March 14, 2007

Techniques for working with Temporal Databases.

I've been working recently with a temporal database and have gone back over my blog as a result to see what I've written on the subject.

All that I've written so far is a simple diatribe on temporal modelling.

I think that it is about time that I share a hard won lesson about working with temporal databases in multi-user environments: It is alarming how frequently concurrency can be messed up.

The problem begins with the fact that classical key based uniqueness checks just don't work. In a temporal database you must be able to support many rows referring to the same entity, each row covering a period in the entity's life. This means that any time that you wish to retrieve a view of an entity you either retrieve a set of rows defining the whole life of the entity or you choose a point in time and use a BETWEEN ... AND clause to select a single row indicating the state of the entity at that point in time. Effectively any key has a temporal element. The full key being the identity of the entity, a start date and an end date for the period of time for which the attached information was/is/will be correct.

So far so good, however databases are just not set up for checking this kind of key. They can trivially check the uniqueness of a key - the fact that a given row representing an entity does not have the same combination of identity key and start and end dates. Can you sport the flaw though? What is needed is the ability to check that the row does not have start and end dates that OVERLAP with those of another row for the same identity key. If they do overlap then we end up with two valid sets of data for an entity on a given day - obviously no good.

Keeping up? Then on with the complexity! The first pass attempt at fixing this is to add application or database level programmatic checks that check whether there exists a row that overlaps. That seems fine as far as it goes, however there is a problem - if two users are performing an update at the same time then standard 'transaction isolation' causes a problem. In most databases the default behaviour is that a user can only see committed work done by other users this means that if both users are updating the same entity then the programmatic checks will not see the changes being done by the other user until they commit it and the overlapping rows can still occur.

I've seen a number of bizarre solutions that attempt to solve this, two of the least satisfactory were to either relax transaction isolation so that each user can see what the other is working on (doesn't work in the end) or to have processes that find overlaps and manually resolve them (oh the work!).

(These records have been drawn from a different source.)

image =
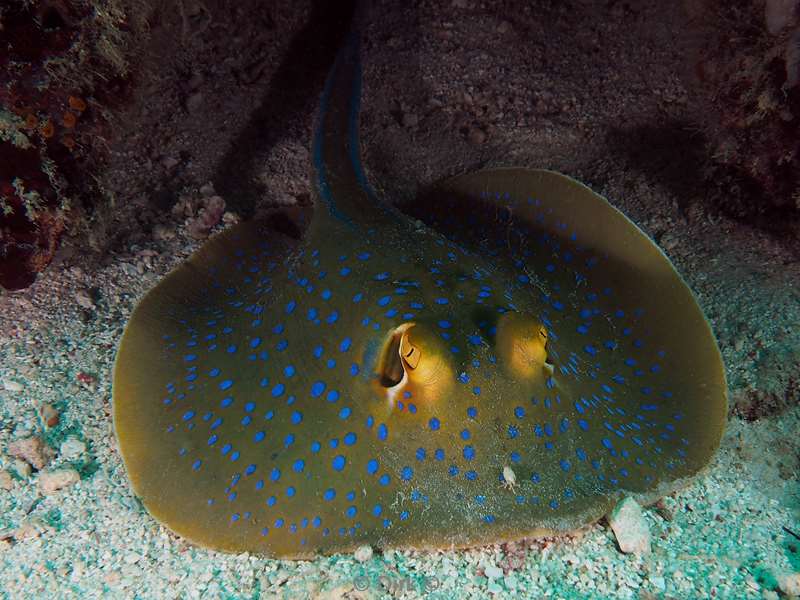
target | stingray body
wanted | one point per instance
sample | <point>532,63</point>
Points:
<point>509,362</point>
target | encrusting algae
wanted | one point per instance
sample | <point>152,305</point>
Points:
<point>512,366</point>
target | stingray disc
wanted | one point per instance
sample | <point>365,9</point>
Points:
<point>512,369</point>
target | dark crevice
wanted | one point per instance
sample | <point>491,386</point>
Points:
<point>293,93</point>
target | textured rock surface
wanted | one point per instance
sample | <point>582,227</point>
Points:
<point>630,527</point>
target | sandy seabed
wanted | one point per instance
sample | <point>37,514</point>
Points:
<point>597,95</point>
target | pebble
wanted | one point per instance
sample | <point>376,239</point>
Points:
<point>789,584</point>
<point>363,553</point>
<point>163,233</point>
<point>22,468</point>
<point>72,448</point>
<point>630,527</point>
<point>49,415</point>
<point>32,450</point>
<point>84,299</point>
<point>57,479</point>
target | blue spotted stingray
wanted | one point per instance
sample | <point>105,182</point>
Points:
<point>508,357</point>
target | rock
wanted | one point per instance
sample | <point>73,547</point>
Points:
<point>410,120</point>
<point>630,527</point>
<point>476,136</point>
<point>72,448</point>
<point>789,584</point>
<point>32,450</point>
<point>49,415</point>
<point>170,162</point>
<point>207,217</point>
<point>12,386</point>
<point>493,572</point>
<point>57,479</point>
<point>363,553</point>
<point>32,528</point>
<point>194,101</point>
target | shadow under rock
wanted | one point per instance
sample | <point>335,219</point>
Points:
<point>671,155</point>
<point>292,93</point>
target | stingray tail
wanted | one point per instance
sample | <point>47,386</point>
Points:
<point>340,183</point>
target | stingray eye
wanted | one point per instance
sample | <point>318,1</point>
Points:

The proven solution is to use a sensible locking strategy. The locking strategy can be used to ensure that the programmatic checks are run correctly despite multiple users maintaining the data. You can't use the temporal rows to do this useful locking. Typically I would analyse the data model and either identify non-temporal entities that can be used to lock sets of temporal entities or create my own non-temporal entities for the locking. This kind of non-temporal entity used to lock temporal entities can be referred to as a lifeline/timeline lock. When the lock is obtained you are locking out the entire lifeline of the entity being maintained and preventing other users/processes working on it simultaneously.